Microsoft Office 95 (version 7.0), also known as Microsoft Office for Windows 95, is a major release of Microsoft Office which was released on August 24, 1995, shortly after the completion of Windows 95. It was the successor to both Office 4.2 and 4.3 and was the first 32-bit version of Microsoft Office. While designed specifically for Windows 95, it was also compatible with Windows NT 4.0, which debuted in 1996. As it was a 32-bit program suite, it did not run on Windows 3.x or earlier versions of Windows, which used a 16-bit architecture. It was not officially supported on Windows NT 3.1 or Windows NT 3.5. It was officially supported on Windows NT 4.0, Windows ME and Windows 2000. Support for Windows XP or later versions of Windows was never officially provided, though it reportedly does run on XP and later versions of Windows.

Office 95 was succeeded by Office 97 on November 19, 1996.

Support for Microsoft Office 95 ended on December 31, 2001, the same day as Windows 95.

It is the last version of Microsoft Office to support Windows NT 3.51 RTM–SP4; as the following version, Microsoft Office 97 only supports Windows NT 3.51 SP5 or later.

Features
Microsoft Office 95 included six applications: Word (a word processor), Excel (a spreadsheet editor), PowerPoint (a presentation program), Access (a database management system), Schedule+ (a time management app) and Binder (a program for binding the work of the mentioned apps together). The CD-ROM version also included Microsoft Bookshelf.
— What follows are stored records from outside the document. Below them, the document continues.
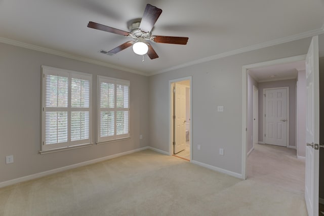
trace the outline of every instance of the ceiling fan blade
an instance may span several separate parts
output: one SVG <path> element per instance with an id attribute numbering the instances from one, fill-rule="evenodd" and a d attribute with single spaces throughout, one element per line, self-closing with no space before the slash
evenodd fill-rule
<path id="1" fill-rule="evenodd" d="M 158 56 L 156 54 L 156 53 L 155 53 L 155 51 L 153 49 L 153 47 L 148 43 L 146 44 L 148 47 L 148 51 L 147 51 L 147 54 L 148 57 L 150 57 L 150 59 L 154 59 L 158 58 Z"/>
<path id="2" fill-rule="evenodd" d="M 159 8 L 149 4 L 146 5 L 140 24 L 140 29 L 146 33 L 151 31 L 161 13 L 162 13 L 162 10 Z"/>
<path id="3" fill-rule="evenodd" d="M 151 37 L 151 40 L 155 42 L 182 45 L 186 45 L 188 39 L 188 37 L 173 37 L 171 36 L 152 36 Z"/>
<path id="4" fill-rule="evenodd" d="M 112 50 L 109 51 L 108 53 L 111 53 L 113 54 L 115 54 L 118 52 L 120 52 L 126 48 L 128 48 L 130 46 L 133 45 L 133 44 L 134 44 L 134 41 L 127 41 L 126 42 L 123 44 L 122 45 L 119 46 L 116 48 L 113 49 Z"/>
<path id="5" fill-rule="evenodd" d="M 123 31 L 123 30 L 117 29 L 112 27 L 107 26 L 106 25 L 102 25 L 101 24 L 91 21 L 89 22 L 88 24 L 88 27 L 89 28 L 94 28 L 95 29 L 101 30 L 102 31 L 120 34 L 124 36 L 128 36 L 128 35 L 130 34 L 130 33 L 126 31 Z"/>

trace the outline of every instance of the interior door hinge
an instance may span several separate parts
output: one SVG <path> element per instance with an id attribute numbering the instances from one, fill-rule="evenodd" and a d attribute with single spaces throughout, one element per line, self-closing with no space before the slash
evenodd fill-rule
<path id="1" fill-rule="evenodd" d="M 318 145 L 319 145 L 318 144 L 315 144 L 315 145 L 314 145 L 314 149 L 315 150 L 318 150 L 319 149 L 319 148 L 318 147 Z"/>

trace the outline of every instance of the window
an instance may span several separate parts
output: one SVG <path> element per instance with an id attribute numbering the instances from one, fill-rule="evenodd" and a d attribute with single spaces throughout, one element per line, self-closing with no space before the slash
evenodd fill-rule
<path id="1" fill-rule="evenodd" d="M 98 76 L 98 143 L 130 137 L 130 81 Z"/>
<path id="2" fill-rule="evenodd" d="M 91 144 L 92 75 L 42 66 L 41 152 Z"/>

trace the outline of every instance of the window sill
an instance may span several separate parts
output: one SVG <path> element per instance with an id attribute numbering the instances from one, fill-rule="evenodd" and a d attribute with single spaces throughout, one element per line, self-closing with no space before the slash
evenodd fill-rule
<path id="1" fill-rule="evenodd" d="M 115 142 L 122 141 L 123 140 L 128 140 L 130 139 L 131 139 L 131 137 L 126 137 L 125 138 L 116 139 L 115 140 L 109 140 L 108 141 L 99 142 L 96 143 L 96 144 L 97 145 L 106 144 L 107 143 L 114 143 Z"/>
<path id="2" fill-rule="evenodd" d="M 93 145 L 93 144 L 92 143 L 89 143 L 88 144 L 79 145 L 77 146 L 71 146 L 69 147 L 63 147 L 63 148 L 60 148 L 58 149 L 50 149 L 48 150 L 39 151 L 39 153 L 40 154 L 49 154 L 50 153 L 58 152 L 60 151 L 69 150 L 71 149 L 79 149 L 80 148 L 88 147 L 89 146 L 91 146 Z"/>

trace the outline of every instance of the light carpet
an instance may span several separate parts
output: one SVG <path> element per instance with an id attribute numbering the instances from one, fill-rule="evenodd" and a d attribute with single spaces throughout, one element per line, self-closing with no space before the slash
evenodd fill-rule
<path id="1" fill-rule="evenodd" d="M 145 150 L 0 189 L 0 215 L 307 215 L 300 190 L 263 181 L 262 151 L 241 181 Z"/>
True to its namesake, this suite was designed specifically for Windows 95. Previously, Microsoft had released Office 4.2 for Windows NT for several architectures, which included 32‑bit Word 6.0 for Windows NT and Excel 5.0 for Windows NT, but PowerPoint 4.0 and the Office Manager were 16‑bit. With Office for Windows 95, all components in the suite were 32-bit. All the Office 95 programs were OLE 2-enabled, meaning that they allowed interoperability between themselves, as well as all other applications that support this data interchange protocol. Binder used this protocol to bind OLE objects together.

Office for Windows 95 moved the version number of its applications to 7.0 to match Word's version number. Other components also bore the same version numbers to show that they were contemporaries, although their predecessors were not version 6.0. The previous versions of components were Word 6.0, Excel 5.0, PowerPoint 4.0, Schedule+ 1.0 and Access 2.0. Binder was a new app at the time with no predecessor.
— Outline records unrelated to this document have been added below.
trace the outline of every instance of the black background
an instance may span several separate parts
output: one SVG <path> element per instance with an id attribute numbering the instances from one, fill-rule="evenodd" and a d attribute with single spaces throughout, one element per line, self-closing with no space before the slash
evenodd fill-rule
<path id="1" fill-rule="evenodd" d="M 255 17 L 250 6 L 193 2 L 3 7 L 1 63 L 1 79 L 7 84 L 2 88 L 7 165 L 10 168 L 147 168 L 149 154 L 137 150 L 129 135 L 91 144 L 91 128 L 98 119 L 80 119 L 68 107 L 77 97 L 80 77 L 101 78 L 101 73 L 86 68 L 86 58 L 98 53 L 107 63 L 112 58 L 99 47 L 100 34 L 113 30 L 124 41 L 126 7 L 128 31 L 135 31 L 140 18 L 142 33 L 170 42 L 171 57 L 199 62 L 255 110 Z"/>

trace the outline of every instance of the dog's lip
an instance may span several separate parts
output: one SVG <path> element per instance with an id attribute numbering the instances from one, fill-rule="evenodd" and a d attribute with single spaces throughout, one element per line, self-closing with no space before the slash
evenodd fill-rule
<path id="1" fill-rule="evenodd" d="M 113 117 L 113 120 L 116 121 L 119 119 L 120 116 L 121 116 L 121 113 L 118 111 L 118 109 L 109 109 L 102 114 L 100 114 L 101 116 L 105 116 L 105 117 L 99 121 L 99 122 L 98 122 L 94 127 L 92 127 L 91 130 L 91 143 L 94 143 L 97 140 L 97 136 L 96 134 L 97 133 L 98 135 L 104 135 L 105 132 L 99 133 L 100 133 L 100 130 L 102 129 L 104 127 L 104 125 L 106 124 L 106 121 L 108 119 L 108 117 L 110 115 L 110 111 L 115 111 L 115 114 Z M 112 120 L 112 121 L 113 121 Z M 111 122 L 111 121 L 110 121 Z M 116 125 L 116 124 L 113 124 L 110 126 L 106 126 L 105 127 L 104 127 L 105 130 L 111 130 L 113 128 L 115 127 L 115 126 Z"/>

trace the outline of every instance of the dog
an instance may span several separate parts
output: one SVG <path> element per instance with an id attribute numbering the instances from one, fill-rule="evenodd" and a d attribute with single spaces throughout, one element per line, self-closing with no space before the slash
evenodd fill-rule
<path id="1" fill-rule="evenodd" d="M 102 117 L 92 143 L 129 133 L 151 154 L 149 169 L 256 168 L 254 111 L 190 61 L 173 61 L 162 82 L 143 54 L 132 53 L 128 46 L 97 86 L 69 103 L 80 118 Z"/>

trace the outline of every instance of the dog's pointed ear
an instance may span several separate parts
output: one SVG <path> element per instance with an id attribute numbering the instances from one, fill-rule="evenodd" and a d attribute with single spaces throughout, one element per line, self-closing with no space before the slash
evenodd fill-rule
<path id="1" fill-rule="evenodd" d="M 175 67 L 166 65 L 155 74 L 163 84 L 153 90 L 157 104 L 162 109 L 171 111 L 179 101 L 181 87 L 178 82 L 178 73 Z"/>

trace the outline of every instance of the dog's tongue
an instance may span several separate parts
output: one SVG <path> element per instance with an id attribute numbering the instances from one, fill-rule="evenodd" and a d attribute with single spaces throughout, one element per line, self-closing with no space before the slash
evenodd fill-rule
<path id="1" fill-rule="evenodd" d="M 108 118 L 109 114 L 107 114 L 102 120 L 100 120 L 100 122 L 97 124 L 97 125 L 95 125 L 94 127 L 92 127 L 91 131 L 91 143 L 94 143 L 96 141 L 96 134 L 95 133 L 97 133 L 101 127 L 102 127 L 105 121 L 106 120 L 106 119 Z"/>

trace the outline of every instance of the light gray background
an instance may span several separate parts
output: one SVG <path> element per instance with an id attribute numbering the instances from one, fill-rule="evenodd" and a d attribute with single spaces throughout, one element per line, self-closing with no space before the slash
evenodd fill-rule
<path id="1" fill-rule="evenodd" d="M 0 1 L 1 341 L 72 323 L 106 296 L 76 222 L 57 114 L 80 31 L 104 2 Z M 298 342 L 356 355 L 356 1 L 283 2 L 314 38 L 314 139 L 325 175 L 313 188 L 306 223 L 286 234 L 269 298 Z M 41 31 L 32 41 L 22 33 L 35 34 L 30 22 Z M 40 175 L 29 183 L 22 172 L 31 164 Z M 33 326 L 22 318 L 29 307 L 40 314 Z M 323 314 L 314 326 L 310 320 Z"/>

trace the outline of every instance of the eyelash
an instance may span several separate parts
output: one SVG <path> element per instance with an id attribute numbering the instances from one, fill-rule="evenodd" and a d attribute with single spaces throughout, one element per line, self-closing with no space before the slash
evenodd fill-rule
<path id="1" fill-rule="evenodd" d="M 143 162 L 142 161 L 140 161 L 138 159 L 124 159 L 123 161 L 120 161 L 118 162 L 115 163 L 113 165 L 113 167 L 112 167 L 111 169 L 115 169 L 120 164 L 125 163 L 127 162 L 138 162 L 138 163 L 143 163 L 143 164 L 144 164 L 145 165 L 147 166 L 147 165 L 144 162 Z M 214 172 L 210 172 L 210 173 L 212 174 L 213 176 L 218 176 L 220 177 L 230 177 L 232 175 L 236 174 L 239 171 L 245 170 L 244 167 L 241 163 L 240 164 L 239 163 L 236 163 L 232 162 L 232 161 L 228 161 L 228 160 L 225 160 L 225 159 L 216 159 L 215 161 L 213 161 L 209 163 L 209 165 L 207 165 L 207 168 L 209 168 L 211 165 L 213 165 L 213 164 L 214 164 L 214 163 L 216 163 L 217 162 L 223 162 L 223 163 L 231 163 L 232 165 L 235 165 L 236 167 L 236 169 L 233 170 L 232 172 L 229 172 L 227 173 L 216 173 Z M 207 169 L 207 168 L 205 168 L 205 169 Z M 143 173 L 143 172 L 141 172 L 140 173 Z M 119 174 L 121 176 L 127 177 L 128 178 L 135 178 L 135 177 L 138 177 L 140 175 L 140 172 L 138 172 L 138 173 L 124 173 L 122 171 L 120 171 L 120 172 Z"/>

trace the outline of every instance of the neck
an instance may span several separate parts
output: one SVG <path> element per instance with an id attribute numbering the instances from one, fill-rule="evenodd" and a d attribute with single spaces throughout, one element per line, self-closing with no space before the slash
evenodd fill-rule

The Office 95 programs utilized a two-tone gradient in the title bar at the top of the window, gradually turning from black at the left side to dark blue at the right. At the time, this was unique to Office 95, no other program running under Windows 95 or Windows NT utilized gradient title bars. This feature was eventually incorporated into the shell of Windows 98 and later, which would allow customizable gradient colors and extend the feature to include dialog boxes as well.

Microsoft Excel contained an easter egg, a hidden Doom–like game called Hall of Tortured Souls crediting the application's writers.

Contemporaneous components
Several additional programs were marketed as "compatible with Microsoft Office 95":
 Microsoft Project for Windows 95 (Version 4.1a)
 Microsoft Publisher for Windows 95 (Version 3.0)
 Microsoft FrontPage 1.1
 Office Small Business Pack for Office 95
 Small Business Financial Manager for Excel

Other contemporaneous Microsoft products were:
 Microsoft Works 4.0
 Microsoft Money 4.0

Editions

Office 95 was available in two versions. They contained the following applications:

Updates
Two updated versions, 7.0a and 7.0b were released to fix bugs in the applications, including a fix for a screen redraw problem in PowerPoint. The updates could be ordered from Microsoft Support. A downloadable update was released in 1999 to address issues related to the Year 2000 problem.

Issues 
Versions 3.0 and 3.5 of the Jet Database Engine, used by Access for Windows 95 (Access 7.0) and the later released Access 97 respectively, had a critical issue which made these versions of Access unusable on a computer with more than 1 GB of memory. While this problem was fixed for Jet 3.5/Access 97, it was never fixed for Jet 3.0 or Access 95.

System requirements
Microsoft Office 95 requires a 386DX or higher CPU, and either Windows 95 or Windows NT 3.51. It also requires 8 MB of RAM for typical use. Regarding hard disk space, compact installations require 28 MB, "typical" installations require 55 MB, and full installations require 88 MB.